Good Nature Publishing


Seattle, WA, USA

©1996 Good Nature Publishing

Are you flowing in the river of life or stuck in the eddies?

March 22, 2018

The sun shines not on us but in us. The rivers flow not past, but through us. Thrilling, tingling, vibrating every fiber and cell of the substance of our bodies, making them glide and sing. The trees wave and the flowers bloom in our bodies as well as our souls, and every bird song, wind song, and tremendous storm song of the rocks in the heart of the mountains is our song, our very own, and sings our love. 

John Muir


Here in the great Northwest we live in magnificent rivers,  watersheds that created the coastal temperate rainforest.


You might enjoy this shift of focus to my metaphorical world about rivers.  I coach, serve as trail guide for people who are going across thresholds, around bends in their river where they have trouble seeing where they are going.  This conversational nature of reality helps them transform their lives. 
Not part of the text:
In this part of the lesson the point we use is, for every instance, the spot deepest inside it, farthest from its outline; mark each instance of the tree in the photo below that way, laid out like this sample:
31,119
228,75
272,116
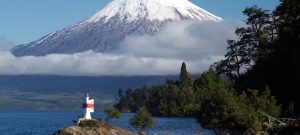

I've been given a gift of seeing people who want to get out of suffering and help them tune into their wisdom, see their light and help them enter into a deep conversation on how to transform their suffering into joy.  


And I've come to believe that all our suffering is in attachments while we are in this river of life.   It finally went in after 60 + years of being told that by friends and family, spiritual teachers, rocks and trees.  Trees let go of leaves every year and look how much they contribute to our lives.  Isn't it a miracle?   


For instance, a friend complained to a school psychologist about how he just couldn't let go of this woman who just dumped him while he was in college.  You know her or him, right?  Your one and only beloved?  The wise college psychologist heard the student talking about how he couldn't live if living was without her and he paused, said "Let's pretend I'm not a psychologist who can help you, but two men talking to each other.  OK?  Then he looked my friend in the eye and said "Go out on a date this week."  


My friend went out on several dates and changed his life in a simple pivot of attention. 


You see this all the time, right?  We don't have any say about being born or when we're going to die, but we get stuck in eddies and hang on to our broken heart or our critical voice or whatever stuff because around the bend is coming and it is uncertain.   We prefer the known suffering to the surprise of living in the present.  (I know I do at times.) 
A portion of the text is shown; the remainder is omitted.